Arguably the most Italianate town in Istria with palaces and townsquares dating from the height of the Renaissance, Grožnjan functioned as the administrative centre for these hinterlands of Venetian Istria where Italian colonists settled around townships as opposed to Croat peasants in the open country.


The main square's 400-year-old arches has witnessed multiple rises and falls including a time before WWI when Grožnjan prospered as a major stop along the narrow guage railway to Trieste, exporting its quarried stones and olive oil to the rest of Austria-Hungary. It all ended in the 1930s with the dismantling of the rail line, followed by decades of impoverishment and emigration.


It was more than 50 years ago when the government reinvented the dying town as a colony of artists, now attracting dozens of domestic and international talents with an enviable collection of small galleries, a summer jazz festival and seasonal concerts along its charming cobblestone alleys and medieval squares.


With its Italian aesthetics and Bohemian vibe, Grožnjan would have made as good a homebase as Motovun for exploring Northern Istria, though Motovun is probably closer to the heart of truffle country for gourmands.

Hill Town #4 - Završje

For an idea of what Grožnjan would have become had the artists not taken over 50 years ago, we drove 20 minutes to the nearby village of Završje, the remnants of a medieval fiefdom of farmers and tanners built upon the ruins of an ancient Roman fort.


Once known as Piemonte d'Istria and connected to Grisignana/Grožnjan via the now-defunct narrow guage railway, Završje has been slowly reduced to a dilapidated collection of crumbling stone houses after the closure of its train station and mass emigration of its ethnic Italian population during the Istrian exodus.


The dozen remaining residents have managed to keep Završje from deteriorating into a ghost town with one seasonal cafe and an agroturizam operation on the hillside, ideal for a week of doing absolutely nothing except watching the local goatherder tend his flock of less than ten goats.


Surviving monuments include an 11th century castle with defensive ramparts and town gates bearing the family insignia of medieval rulers, plus several churches including the 16th century Blessed Virgin Mary that doubled as the village school nearly a century ago. Restoration funds from the EU is said to be earmarked for this hard-to-reach village in the heartland of Istria, so let's see what happens in a few years.

Hill Town #5 - Oprtalj

A further twenty minutes took us to our fifth hill town over two days. Situated across the Mirna valley from Motovun is the ancient walled town of Oprtalj/Portole, perched upon a small ridge just north of Livade where the famous truffle festival is held every November.
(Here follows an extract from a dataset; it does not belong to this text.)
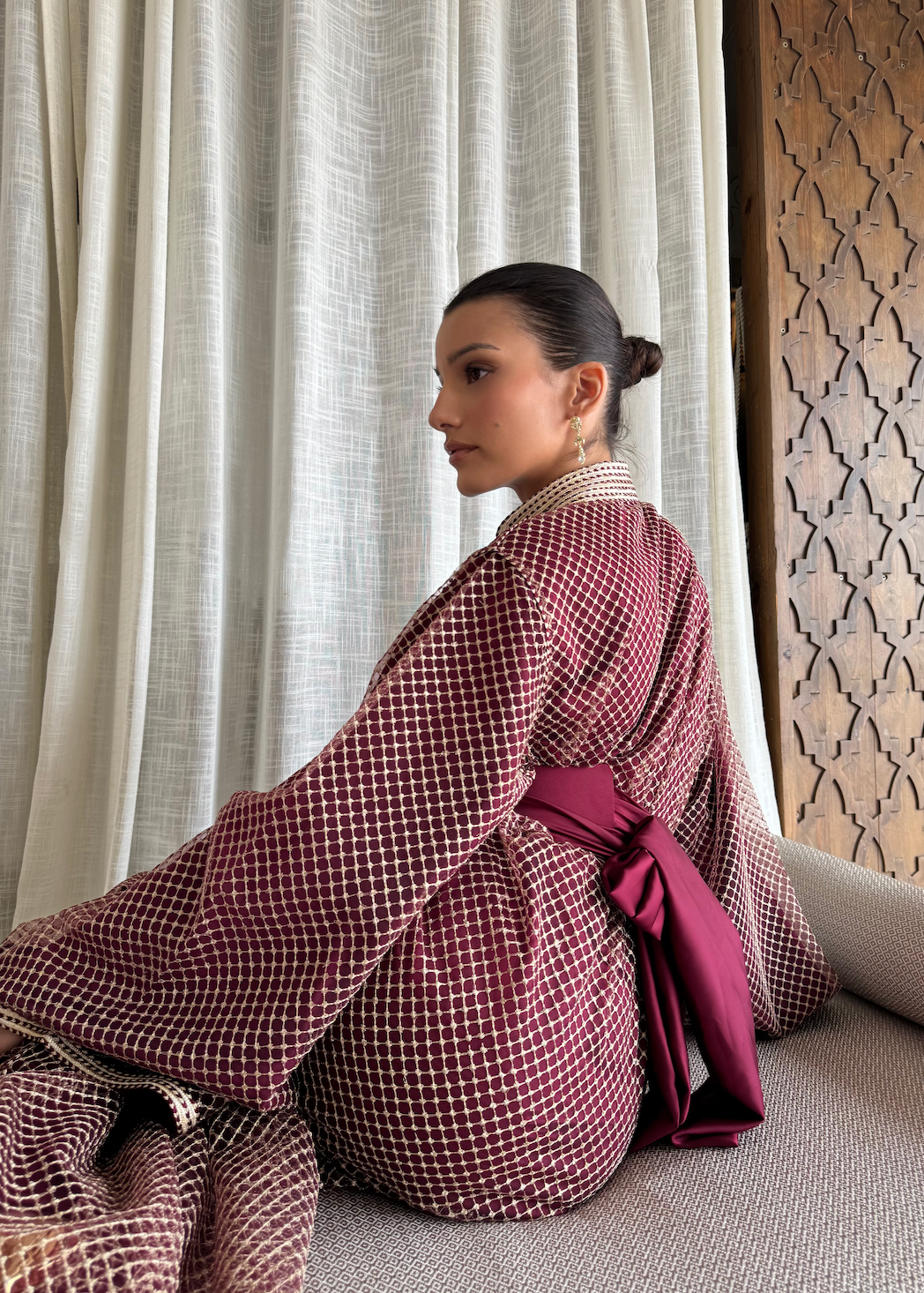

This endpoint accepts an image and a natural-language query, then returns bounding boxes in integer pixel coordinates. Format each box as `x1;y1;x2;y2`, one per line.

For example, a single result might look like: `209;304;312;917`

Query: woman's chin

Featuring a handsome Venetian loggia from the town's Renaissance past, Oprtalj originated as a Roman fortress like Završje and came back under the influence of Rome when Italy annexed the region after WWI. Many Italians did leave with the Istrian exodus of the 1950s, though the langauge is still widely spoken especially now with Croatia's ascension to the EU.
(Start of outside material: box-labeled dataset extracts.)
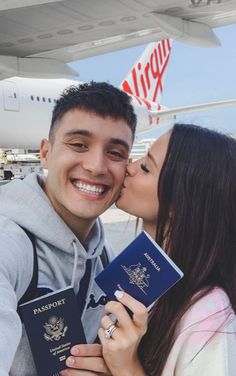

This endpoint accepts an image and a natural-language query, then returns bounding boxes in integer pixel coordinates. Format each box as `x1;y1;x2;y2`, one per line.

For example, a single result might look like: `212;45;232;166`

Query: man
0;82;136;376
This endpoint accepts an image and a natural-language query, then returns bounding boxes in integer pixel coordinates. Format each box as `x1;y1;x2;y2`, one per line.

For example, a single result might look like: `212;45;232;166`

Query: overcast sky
71;25;236;137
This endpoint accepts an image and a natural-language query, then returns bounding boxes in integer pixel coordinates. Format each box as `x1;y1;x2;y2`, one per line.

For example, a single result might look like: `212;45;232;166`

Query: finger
101;315;117;329
66;356;108;374
60;369;98;376
104;300;132;329
70;343;102;356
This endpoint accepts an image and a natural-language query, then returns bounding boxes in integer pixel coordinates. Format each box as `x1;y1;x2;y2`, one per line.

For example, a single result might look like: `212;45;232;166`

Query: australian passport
95;231;183;307
20;287;86;376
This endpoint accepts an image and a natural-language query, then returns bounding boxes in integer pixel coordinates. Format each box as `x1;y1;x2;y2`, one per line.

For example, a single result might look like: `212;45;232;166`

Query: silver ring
104;324;117;339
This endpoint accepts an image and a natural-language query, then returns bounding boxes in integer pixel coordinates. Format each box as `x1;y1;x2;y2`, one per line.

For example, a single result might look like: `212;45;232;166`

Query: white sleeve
161;288;236;376
175;325;236;376
0;225;33;376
Meanwhile descendants of the original Venetians remain key to the cultural fabric as the Istrian counties in both Croatia and Slovenia are officially bilingual, offering citizens the choice of speaking Italian in court in addition to Croatian here or Slovenian on the opposite side of the border, just 6 km north of Oprtalj.
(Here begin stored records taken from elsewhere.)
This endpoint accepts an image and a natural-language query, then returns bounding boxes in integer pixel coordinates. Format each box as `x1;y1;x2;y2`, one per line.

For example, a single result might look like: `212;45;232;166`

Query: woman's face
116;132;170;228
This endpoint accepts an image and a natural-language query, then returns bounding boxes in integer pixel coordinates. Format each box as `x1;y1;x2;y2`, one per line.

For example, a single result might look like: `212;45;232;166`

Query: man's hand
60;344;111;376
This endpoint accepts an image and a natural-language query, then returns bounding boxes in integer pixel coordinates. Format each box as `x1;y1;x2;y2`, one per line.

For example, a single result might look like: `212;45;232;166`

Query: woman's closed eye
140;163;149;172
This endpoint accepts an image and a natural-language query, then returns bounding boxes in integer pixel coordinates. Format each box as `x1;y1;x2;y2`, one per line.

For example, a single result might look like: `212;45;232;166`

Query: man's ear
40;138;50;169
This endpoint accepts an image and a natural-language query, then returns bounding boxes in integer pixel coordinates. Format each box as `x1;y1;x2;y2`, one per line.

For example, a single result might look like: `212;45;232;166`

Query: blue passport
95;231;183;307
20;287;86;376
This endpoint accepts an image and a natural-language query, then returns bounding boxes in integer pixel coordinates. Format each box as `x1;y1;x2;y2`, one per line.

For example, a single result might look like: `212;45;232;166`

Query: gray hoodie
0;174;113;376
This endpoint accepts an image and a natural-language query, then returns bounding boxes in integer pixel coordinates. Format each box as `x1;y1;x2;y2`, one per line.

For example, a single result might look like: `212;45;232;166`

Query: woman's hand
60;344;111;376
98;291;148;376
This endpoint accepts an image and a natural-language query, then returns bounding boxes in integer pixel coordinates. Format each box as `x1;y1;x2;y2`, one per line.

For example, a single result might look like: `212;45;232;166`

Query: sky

We ended our long drive with a casual but amusingly Istrian dinner of Croatian cevapcici with Italian pizza, certainly far from the best of gastronomic offers at one of the Europe's capitals of truffles. Did I mention that we joined a truffle hunt led by a Motovun local with his two truffle hounds? Yes, that would be the subject of the next post.

IF YOU GO

The closest airports to the heartland of Istria are Pula and Trieste, both served by low-cost airlines such as EasyJet and Ryanair. From either airport, frequent highway buses cross national boundaries along the coast between Trieste, Koper, Porec, Rovinj and Pula. While it is possible to reach Motovun and Grožnjan by public buses, a rental car offers much time savings and the option to visit smaller towns such as Hum, Završje and Oprtalj.